Outdoor financials: Outdoor products lead to Jarden’s 1Q sales growth, profit; plus Rocky Brands earnings

Jarden Corp. reported higher 1Q 2011 sales and swung to a profit led by recent acquisitions and stronger growth from its outdoor brands such as Marmot, K2 and Coleman. Plus, footwear company Rocky Brands swings to profit, but sees revenue decline.

Jarden Corp.’s (NYSE:JAH) outdoor product segment, including Marmot, K2 and Coleman brands, led the company’s organic revenue growth and helped it swing to a profit in the first quarter.

The Rye, N.Y. –based consumer product company reported first-quarter 2011 sales up 25 percent to $1.5 billion, compared to $1.2 billion during the same period a year ago.

The growth was mostly due to recent acquisitions, such as the Aero brand, which helped boost the company’s Outdoor Solutions segment by 10.3 percent to $677.5 million, from a year ago.

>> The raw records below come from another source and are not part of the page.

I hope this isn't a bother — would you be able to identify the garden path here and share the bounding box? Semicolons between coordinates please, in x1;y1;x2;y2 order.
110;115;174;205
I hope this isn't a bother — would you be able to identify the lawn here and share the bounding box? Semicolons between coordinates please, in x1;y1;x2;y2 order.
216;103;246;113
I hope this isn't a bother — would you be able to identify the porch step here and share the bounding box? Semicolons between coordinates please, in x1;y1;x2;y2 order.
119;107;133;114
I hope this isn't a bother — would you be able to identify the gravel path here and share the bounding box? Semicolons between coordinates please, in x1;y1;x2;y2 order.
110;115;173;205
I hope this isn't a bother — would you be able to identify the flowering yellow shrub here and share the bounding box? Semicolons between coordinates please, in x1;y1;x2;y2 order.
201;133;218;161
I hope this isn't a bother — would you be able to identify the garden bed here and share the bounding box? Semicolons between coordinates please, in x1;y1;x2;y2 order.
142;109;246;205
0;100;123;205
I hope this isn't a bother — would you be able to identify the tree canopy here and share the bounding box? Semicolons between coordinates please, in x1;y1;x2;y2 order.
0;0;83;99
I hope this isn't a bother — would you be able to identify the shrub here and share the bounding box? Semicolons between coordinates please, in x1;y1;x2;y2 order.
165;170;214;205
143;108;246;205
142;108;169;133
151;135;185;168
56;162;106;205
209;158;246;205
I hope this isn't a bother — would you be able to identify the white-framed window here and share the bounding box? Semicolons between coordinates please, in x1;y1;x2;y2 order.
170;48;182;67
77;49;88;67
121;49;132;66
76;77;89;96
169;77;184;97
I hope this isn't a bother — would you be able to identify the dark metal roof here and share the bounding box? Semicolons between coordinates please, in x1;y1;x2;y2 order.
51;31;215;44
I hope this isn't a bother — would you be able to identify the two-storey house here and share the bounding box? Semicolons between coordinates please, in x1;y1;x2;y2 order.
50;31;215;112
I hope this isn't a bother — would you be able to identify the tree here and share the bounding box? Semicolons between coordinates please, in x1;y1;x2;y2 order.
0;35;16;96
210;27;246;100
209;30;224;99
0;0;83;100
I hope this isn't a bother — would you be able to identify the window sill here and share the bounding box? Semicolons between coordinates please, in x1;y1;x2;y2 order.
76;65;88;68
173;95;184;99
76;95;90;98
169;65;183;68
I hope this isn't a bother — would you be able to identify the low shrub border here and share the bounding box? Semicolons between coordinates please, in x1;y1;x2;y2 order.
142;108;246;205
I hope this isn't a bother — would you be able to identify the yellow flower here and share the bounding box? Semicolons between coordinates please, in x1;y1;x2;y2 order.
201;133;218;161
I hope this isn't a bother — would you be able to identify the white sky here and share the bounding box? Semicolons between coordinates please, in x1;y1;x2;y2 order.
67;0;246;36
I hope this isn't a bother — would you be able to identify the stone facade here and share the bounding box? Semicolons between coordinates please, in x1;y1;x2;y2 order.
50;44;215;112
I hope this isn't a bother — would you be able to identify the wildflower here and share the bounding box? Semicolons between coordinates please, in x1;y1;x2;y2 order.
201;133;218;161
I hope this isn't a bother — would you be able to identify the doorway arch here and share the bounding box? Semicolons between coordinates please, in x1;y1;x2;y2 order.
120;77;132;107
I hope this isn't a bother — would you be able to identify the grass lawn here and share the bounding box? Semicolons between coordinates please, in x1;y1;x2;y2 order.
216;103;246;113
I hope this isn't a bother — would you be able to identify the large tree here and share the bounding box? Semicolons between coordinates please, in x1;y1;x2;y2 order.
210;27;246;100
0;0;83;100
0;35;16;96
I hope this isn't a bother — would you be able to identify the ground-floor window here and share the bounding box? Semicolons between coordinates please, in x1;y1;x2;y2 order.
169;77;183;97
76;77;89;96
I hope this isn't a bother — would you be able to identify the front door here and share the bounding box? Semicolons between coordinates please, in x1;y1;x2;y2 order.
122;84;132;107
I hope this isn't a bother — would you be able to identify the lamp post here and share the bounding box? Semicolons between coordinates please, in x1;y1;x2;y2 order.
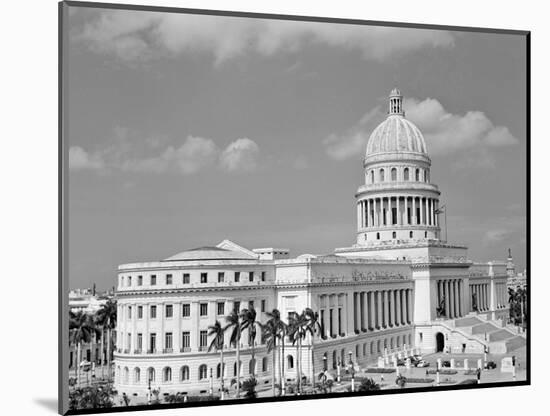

Minus those acquisitions, organic revenue grew 3.3 percent in the first quarter, led by 6-percent organic growth in the company’s Outdoor Solutions segment.

For the quarter ended March 31, 2011, Jarden swung to a profit of $19 million, or $0.21 per diluted share, compared to a net loss of 59 million, or a loss of $0.66 per diluted share, during the same period a year ago.

Rocky Brands sees sales down on military, but profit up on outdoor footwear

Rocky Brands Inc. (Nasdaq: RCKY) swung to a profit in the first quarter, but reported lower sales due to a decline in military footwear demand.

The Nelsonville, Ohio-based footwear company, which owns the Rocky, Georgia Boot and Durango brands, saw its first-quarter 2011 revenue drop nearly 7 percent to $52.3 million, compared to $56.1 million during the same period a year ago.

Rocky Brands’ first-quarter 2011 net-income improved to $500,000, or $0.07 per diluted share, versus a net loss of $600,000, or a loss of $0.10 per diluted share, during the first quarter 2010.

CEO Mike Brooks said the company was able to offset the decline in military sales and swing to a profit due to better retail sales of its hunting and work footwear, via higher prices and better margins through web-based transactions.

Inventory at Rocky Brands grew 16.1 percent to $61.7 million at the end of the first quarter, March 31, 2011, compared to a year ago, but officials said the rise was the result of lower than desired inventory a year ago due to supply constraints.